Secondly, It is revealed to the conscience. Thus it is revealed in those uneasinesses and apprehensions which attend the commission of sin. It is hard, if not impossible, for an individual to deliver himself from these. And why so? We are generally referred to the apprehension of human detection and human punishment; but what are we to do when we find these apprehensions where no human detection is expected, where no human punishment is reckoned upon? Whence is it that any unusual appearance or awful occurrence gives to the mind a kind of fearful perturbation? When Joseph’s brethren were in the prison, they said one to another. We are verily guilty concerning our brother, in that we saw the anguish of his soul, when he besought us, and we would not hear; therefore is this distress come upon us.” What was there here to remind them of Joseph? O there was enough.

Inhumanity deserves and demands punishment, and conscience knows it. And when Belshazzar was at his feast and saw the fingers inscribing some characters on the ceiling, his face and his heart were filled with terror, the joints of his loins were loosed, and his knees smote one against another. Why? Since he does not understand the writing, how does he know but that it is an eulogium upon his character, or an announcement of the raising of the siege by Cyrus, or that it is a prediction of the extension of his reign? There was something within him foreboded of evil, and the interpreter, therefore, only came in to confirm the exposition of his own feelings.

It is commonly supposed that Herod was a Sadducee; and if so, he denied the existence of Spirits, and the resurrection of the dead; and yet, when he heard of the fame of Jesus, he said, “It is John the Baptist: he is risen from the dead, and therefore mighty works are done by him.” His conscience was too strong for his creed.

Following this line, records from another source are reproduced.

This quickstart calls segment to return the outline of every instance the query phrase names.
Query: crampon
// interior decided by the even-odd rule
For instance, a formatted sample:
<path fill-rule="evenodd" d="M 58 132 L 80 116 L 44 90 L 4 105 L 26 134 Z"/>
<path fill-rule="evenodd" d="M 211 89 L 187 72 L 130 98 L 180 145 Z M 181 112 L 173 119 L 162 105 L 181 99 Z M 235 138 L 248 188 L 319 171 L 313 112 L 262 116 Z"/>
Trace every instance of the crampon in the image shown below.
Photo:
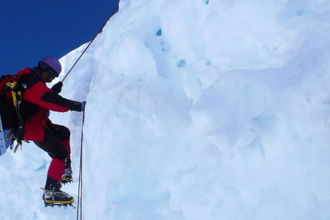
<path fill-rule="evenodd" d="M 54 190 L 45 190 L 43 195 L 43 200 L 45 203 L 45 207 L 47 206 L 58 206 L 58 207 L 67 207 L 67 206 L 75 208 L 73 205 L 74 199 L 71 195 L 65 192 L 58 190 L 54 192 Z"/>

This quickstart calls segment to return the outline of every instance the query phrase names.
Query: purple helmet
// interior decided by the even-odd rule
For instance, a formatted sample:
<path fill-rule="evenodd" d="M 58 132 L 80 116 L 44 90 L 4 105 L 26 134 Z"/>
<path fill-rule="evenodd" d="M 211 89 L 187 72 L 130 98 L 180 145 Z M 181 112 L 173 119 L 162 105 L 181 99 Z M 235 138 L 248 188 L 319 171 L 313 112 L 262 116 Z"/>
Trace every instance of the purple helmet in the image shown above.
<path fill-rule="evenodd" d="M 47 68 L 45 68 L 46 69 L 45 69 L 44 64 L 47 64 L 48 68 L 51 67 L 53 70 L 54 70 L 57 74 L 57 76 L 54 76 L 54 77 L 58 77 L 60 75 L 60 73 L 62 71 L 62 66 L 60 65 L 60 62 L 56 58 L 52 56 L 46 56 L 39 60 L 39 67 L 41 67 L 43 69 L 46 70 Z"/>

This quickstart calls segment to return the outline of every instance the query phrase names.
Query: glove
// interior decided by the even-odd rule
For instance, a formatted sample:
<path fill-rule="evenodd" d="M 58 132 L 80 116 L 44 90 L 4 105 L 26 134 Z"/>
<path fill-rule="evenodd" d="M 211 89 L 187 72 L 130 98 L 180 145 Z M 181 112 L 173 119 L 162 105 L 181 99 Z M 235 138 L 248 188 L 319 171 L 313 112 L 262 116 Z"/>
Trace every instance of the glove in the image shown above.
<path fill-rule="evenodd" d="M 82 102 L 72 101 L 71 111 L 84 111 L 86 106 L 86 101 Z"/>
<path fill-rule="evenodd" d="M 62 87 L 63 86 L 63 82 L 62 82 L 62 81 L 59 81 L 58 82 L 57 82 L 56 84 L 54 85 L 52 87 L 52 90 L 54 91 L 54 92 L 56 92 L 56 94 L 59 94 L 61 91 L 62 91 Z"/>

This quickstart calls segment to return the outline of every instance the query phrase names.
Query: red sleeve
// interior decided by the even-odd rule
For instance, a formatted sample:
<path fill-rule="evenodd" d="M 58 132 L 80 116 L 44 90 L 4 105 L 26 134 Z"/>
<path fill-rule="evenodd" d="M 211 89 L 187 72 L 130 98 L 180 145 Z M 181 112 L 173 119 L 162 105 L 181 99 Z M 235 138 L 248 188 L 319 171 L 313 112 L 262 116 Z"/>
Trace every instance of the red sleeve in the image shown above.
<path fill-rule="evenodd" d="M 30 88 L 26 89 L 23 99 L 46 109 L 65 112 L 70 110 L 72 101 L 63 98 L 48 88 L 41 82 L 37 82 Z"/>

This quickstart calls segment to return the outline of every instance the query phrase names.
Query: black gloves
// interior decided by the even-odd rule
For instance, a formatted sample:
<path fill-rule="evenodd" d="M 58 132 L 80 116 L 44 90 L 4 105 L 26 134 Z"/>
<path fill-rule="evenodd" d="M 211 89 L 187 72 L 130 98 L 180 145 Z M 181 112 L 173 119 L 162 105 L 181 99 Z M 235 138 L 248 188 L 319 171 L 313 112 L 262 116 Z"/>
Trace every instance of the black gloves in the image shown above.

Thirdly, It is revealed to our senses. This is conclusive; all nature abounds everywhere with tokens of God’s displeasure against sin. Proofs of the Deluge, for instance, are everywhere to be found. What diseases, famines, hurricanes, and earthquakes sometimes desolate our earth; sufferings of every kind have been inflicted upon individuals, upon families, and upon nations. These result by the appointment of him who has established a connection between sin and misery. And to a reflective mind there is enough to be seen to produce the conviction that there is such a tendency in sin to produce misery; and that, were the obstruction that now hinders the tendency in various particulars to be removed, it would work out and issue in all the dreadful things the Scriptures have made known.

Thus the wrath of God is revealed from heaven, to our faith, to our conscience, and to our senses. And we observe that while the existence of this wrath shows the holiness and justice of God, the revelation of it displays his mercy and, his grace. He would not take sinners by surprise; he would not strike before he spoke. He has revealed his wrath-why? To inflict it? No, but that we may escape it: revealed it in order to make sin terrible, that sin may produce flight, and that flight may induce us to enter the refuge of hope set before us in the gospel.